Summary
A number of small studies have indicated that once-daily administration of an antibiotic is just as effective as multiple daily doses. In this meta-analysis using studies in adults and children, the relative risk for compliance with antibiotic treatment was higher with once-daily dosing compared with dosing two, three, or four times daily.
- antibiotics
- compliance
- OD
- BID
- TID
- QID
- infections
- meta-analysis
- children
- adults
- infectious diseases clinical trials
- viral infections
Matthew E. Falagas, MD, MSc, DSc, Alfa Institute of Biomedical Sciences, Athens, Greece, reported in a poster that better compliance to antibiotic treatment is achieved when an antibiotic is administered once daily compared with multiple times a day for the treatment of specific infections.
Data were obtained through a systematic search of the PubMed and Scopus databases for randomized, controlled antibiotic treatment trials. Compliance with antibiotic treatment was the primary outcome of this meta-analysis study. A total of 26 studies comprising 8246 patients were included in the analysis. The most common condition being treated in these studies was upper respiratory tract infection.
Among all patients (pediatric and adult), compliance was higher following once-daily dosing compared with BID, TID, or QID dosing (RR, 1.22; 95% CI, 1.11 to 1.34). These findings were consistent across study designs and treatment duration. Patients receiving an antibiotic once daily were also more compliant compared with patients receiving an antibiotic of a different class TID or QID (RR, 1.20; 95% CI, 1.12 to 1.28).
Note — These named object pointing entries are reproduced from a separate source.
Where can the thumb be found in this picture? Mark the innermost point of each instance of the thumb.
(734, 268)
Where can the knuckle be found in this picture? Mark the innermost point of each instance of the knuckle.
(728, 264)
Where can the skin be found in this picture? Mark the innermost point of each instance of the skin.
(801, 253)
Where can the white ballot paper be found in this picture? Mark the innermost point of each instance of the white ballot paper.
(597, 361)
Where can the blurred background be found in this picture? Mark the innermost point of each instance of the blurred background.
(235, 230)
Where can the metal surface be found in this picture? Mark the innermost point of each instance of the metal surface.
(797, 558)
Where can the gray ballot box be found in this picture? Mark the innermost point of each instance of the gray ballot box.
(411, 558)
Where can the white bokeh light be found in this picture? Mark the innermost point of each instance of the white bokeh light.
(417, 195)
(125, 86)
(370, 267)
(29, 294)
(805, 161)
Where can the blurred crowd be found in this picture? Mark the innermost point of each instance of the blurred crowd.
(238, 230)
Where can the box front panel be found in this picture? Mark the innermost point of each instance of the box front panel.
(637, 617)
Children who received an antibiotic once daily were more compliant than those receiving the same antibiotic BID or TID (RR, 1.16; 95% CI, 0.93 to 1.44). Better compliance was also seen in children with BID vs TID dosing (RR, 1.10; 95% CI, 1.02 to 1.19) and with once-daily vs TID dosing (RR, 1.25; 95% CI, 0.94 to 1.68).
Adults who received an antibiotic once daily were more compliant than those receiving the same antibiotic BID or TID (RR, 1.09; 95% CI, 1.02 to 1.16). Better compliance was also seen in adults with once-daily vs TID dosing (RR, 1.31; 95% CI, 1.08 to 1.59).
When treating adults and children for specific infections and with specific classes of antibiotics, compliance is higher if the antibiotic administration is restricted to once daily rather than multiple times a day. Compliance with treatment regimens improves outcome and may reduce the rate of adverse events.